Although, I'm at a loss as to what Bad Wolf is about as I only follow the series here and there (don't blame me I don't always have a television). Anyone like to fill me in or point to the episodes I should youtube?
 
 
Shrug
18:26 / 21.06.08
Oh, I've wiki-ed it. All is understood. Kind of.
 
 
Axolotl
19:17 / 21.06.08
That was aces. The contnuity geek in me loved the nods to the other Who franchises, even though I don't watch them - I think it really helped the apocalyptic tone of the episode.

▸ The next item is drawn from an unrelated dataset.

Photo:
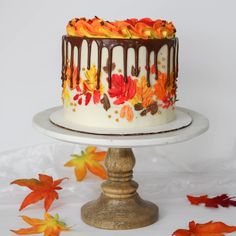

Seeing a Donna without the Doctor was a great way of showing us how much she's grown through the series.

Cribbens was great.

The time beetle thing looked really, really shit though.
 
 
Evil Scientist
19:41 / 21.06.08
The time beetle thing looked really, really shit though.

I actually kind of dug that in a Metebelis 3 kind of way.

Quite liked the theme of the various Companions/spin-offs having to sacarifice themselves to stop events that the Doctor just breezes through.
 
 
Poke it with a stick
20:15 / 21.06.08
I liked the way events were subtly altered to incorporate the previous disasters - Atmos not affecting the UK as badly because the infrastructure being screwed meant there were petrol shortages.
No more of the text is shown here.